The expression of FOXC1 has significance in the development, progression, and metastasis of gastric cancer, and overexpression of FOXC1 may serve as a useful marker for predicting the outcome of patients with gastric cancer [23]. Moreover, by comparative transcriptome analysis, Feng et al. found that FOXD1 was an important differentially expressed TF between metastatic gastric cancer and nonmetastatic gastric cancer [24]. Our results showed that FOXC1 and FOXD1 were upregulated in gastric cancer compared with normal tissues, which provides additional evidence for their roles of potential biomarkers.

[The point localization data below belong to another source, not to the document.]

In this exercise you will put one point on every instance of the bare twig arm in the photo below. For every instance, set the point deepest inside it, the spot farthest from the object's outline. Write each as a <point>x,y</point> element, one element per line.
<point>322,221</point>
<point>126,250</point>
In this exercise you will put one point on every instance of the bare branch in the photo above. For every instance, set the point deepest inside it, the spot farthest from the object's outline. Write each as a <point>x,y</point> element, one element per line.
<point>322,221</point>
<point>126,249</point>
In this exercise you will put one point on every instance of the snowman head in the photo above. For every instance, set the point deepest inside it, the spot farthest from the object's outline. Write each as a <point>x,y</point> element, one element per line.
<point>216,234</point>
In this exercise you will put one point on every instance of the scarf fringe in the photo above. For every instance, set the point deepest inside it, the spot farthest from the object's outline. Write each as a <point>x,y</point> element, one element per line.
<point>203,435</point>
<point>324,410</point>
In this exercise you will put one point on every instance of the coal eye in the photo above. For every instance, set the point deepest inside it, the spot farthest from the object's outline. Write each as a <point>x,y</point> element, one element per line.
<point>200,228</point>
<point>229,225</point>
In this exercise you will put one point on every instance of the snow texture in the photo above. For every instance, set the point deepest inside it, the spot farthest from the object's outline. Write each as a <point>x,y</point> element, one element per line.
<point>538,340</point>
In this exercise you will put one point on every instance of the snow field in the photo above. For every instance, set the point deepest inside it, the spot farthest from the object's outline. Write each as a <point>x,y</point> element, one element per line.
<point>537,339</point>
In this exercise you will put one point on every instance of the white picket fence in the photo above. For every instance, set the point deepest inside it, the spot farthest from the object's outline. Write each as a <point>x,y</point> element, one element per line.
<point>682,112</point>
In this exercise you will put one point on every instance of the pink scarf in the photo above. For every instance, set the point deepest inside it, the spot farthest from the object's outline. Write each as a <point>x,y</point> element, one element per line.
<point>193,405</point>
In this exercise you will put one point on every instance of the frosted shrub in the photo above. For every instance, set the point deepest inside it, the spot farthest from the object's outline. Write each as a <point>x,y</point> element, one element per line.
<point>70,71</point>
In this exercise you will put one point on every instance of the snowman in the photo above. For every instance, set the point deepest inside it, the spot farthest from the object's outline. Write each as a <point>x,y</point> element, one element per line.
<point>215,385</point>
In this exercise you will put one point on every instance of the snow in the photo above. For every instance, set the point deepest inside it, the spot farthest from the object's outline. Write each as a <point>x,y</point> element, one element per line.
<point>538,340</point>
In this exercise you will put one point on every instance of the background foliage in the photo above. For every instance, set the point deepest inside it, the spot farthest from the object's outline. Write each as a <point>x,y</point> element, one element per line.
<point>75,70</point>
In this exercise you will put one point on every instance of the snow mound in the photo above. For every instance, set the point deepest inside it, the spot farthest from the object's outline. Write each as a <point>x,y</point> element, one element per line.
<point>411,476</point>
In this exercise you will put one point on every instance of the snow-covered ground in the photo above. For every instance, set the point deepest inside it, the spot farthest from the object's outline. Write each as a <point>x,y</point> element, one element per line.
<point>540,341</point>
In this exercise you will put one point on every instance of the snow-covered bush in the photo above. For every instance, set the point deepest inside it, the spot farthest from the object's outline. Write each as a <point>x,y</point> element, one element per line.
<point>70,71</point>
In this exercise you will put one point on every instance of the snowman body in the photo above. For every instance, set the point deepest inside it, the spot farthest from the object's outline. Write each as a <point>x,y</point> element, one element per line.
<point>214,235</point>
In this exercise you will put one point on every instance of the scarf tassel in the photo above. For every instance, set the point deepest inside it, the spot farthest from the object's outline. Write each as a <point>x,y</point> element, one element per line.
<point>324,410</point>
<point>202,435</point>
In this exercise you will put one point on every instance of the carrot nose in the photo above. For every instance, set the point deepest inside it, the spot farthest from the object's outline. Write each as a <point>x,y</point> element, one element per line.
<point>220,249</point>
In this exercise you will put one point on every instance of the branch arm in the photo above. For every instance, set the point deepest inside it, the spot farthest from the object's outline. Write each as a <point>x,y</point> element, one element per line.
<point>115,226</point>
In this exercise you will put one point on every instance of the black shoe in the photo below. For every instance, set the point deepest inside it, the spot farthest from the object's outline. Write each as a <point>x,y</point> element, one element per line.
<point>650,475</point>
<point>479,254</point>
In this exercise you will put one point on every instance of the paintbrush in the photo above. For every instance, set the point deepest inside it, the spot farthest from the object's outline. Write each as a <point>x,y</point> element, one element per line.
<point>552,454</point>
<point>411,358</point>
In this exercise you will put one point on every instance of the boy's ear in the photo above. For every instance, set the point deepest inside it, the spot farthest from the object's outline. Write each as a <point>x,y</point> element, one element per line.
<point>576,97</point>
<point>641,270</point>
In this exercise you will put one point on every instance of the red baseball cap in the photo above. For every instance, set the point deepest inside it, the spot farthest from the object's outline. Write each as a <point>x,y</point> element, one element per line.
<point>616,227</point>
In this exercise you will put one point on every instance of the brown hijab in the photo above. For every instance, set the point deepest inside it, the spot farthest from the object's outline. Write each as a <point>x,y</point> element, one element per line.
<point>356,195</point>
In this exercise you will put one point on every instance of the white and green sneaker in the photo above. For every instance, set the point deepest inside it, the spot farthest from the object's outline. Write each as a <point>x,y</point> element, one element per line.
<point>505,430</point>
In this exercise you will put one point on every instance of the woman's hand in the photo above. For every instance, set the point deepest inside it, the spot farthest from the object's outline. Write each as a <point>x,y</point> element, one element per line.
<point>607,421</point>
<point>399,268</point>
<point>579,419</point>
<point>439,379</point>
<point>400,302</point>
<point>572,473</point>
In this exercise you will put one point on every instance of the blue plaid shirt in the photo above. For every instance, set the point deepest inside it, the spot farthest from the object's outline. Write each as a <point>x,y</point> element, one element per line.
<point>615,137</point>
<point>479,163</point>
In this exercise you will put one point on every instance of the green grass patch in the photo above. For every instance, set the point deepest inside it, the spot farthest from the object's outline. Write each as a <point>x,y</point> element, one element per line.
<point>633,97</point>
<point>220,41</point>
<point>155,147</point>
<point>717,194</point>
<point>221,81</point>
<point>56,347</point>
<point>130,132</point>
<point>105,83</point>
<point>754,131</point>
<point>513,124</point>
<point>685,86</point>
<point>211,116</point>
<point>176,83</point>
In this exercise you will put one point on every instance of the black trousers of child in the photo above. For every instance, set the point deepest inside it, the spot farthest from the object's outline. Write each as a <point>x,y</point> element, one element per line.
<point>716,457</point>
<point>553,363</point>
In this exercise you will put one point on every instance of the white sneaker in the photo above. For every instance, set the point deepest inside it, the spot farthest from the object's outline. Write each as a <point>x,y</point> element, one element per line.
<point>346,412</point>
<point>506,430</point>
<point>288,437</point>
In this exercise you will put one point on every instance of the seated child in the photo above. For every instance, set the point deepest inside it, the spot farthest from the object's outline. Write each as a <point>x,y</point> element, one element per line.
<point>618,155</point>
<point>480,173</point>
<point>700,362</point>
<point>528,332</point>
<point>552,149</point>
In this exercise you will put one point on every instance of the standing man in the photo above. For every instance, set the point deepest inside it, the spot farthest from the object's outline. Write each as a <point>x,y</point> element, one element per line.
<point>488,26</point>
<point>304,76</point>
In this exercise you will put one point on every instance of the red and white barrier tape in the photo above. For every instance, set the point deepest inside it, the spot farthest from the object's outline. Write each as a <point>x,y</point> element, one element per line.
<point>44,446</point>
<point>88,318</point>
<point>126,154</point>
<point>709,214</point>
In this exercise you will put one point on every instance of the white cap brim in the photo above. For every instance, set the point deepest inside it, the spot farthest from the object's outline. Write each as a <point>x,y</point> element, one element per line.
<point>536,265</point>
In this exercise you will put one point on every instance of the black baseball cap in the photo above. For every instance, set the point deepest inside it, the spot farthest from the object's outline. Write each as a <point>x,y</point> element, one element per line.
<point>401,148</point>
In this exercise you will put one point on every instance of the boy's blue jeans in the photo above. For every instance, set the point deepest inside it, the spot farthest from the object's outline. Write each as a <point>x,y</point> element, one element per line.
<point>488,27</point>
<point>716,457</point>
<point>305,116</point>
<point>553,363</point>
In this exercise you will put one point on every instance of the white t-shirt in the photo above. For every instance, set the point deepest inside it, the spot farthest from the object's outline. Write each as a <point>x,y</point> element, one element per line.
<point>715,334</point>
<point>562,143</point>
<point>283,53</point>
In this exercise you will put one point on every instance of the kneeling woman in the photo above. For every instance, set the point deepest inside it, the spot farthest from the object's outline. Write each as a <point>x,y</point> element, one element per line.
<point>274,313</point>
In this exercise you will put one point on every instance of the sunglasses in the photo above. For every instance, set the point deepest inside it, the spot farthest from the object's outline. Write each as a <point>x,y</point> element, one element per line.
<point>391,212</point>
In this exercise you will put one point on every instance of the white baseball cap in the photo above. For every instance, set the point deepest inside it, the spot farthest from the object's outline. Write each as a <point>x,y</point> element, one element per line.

It was reported that FOXL1 was also upregulated in pancreatic intraepithelial neoplasia [25]. Integration analysis of SNPs and gene expression profile revealed that FOXL1 regulated the most important DEGs of IRX1, SOX1, and MSX1 with risk associated SNP loci, which may serve as candidate biomarkers for diagnosis and prognosis of gastric cancer [26]. By the FOX family member such as FOXL1, hedgehog signals can induce WNT5A upregulation, which is a cancer-associated gene involved in invasion and metastasis of gastric cancer [27]. Another study reported that FOXL1 was the first mesenchymal Modifier of Min and plays a key role in gastrointestinal tumorigenesis [28]. We found that FOXL1 was upregulated in gastric cancer compared with normal tissues, indicating that FOXL1 will be a powerful driver in the progression of gastric cancer.

The expression level of GATA3 was significantly increased in patients with gastric cancer [29]. Another study reported that GATA3 plays an important role in tumor progression of gastric adenocarcinoma, and the downregulation of GATA3 is associated with unfavorable prognosis in primary gastric adenocarcinoma [30]. Specifically, Keshari et al. found that the low GATA3 expression was associated with tumors with deeper invasion, higher lymph node metastatic status, cases with distant metastases, and a later TNM stage [30]. In our study, GATA3 was upregulated in gastric cancer compared with the normal tissues, which may be partly related to the TNM stage of patients with gastric cancer. Our results suggested that GATA3 plays vital roles in different developmental stages of gastric cancer. Further functional experiments are necessary to better understand the function of GATA3 in gastric cancer.

5. Conclusion

Taken together, our integrated analysis discovered a bunch of DEGs in gastric cancer. Moreover, the results of function enrichment analysis revealed that some biological functions or pathways may be closely related to the development of gastric cancer, including digestion, cell cycle, and homologous recombination. The constructed transcriptional regulatory network may be helpful to further understand the underlying regulatory mechanism of gastric cancer. Ten TFs regulating most downstream target genes were obtained: BRCA1, ARID3A, EHF, SOX10, ZNF263, FOXL1, FEV, GATA3, FOXC1, and FOXD1.


DEGs:Differentially expressed genes
GEO:Gene Expression Omnibus
GO:Gene Ontology
KEGG:Kyoto Encyclopedia of Genes and Genomes
TFs:Transcription factors.

Competing Interests

The authors declare that they have no competing interests.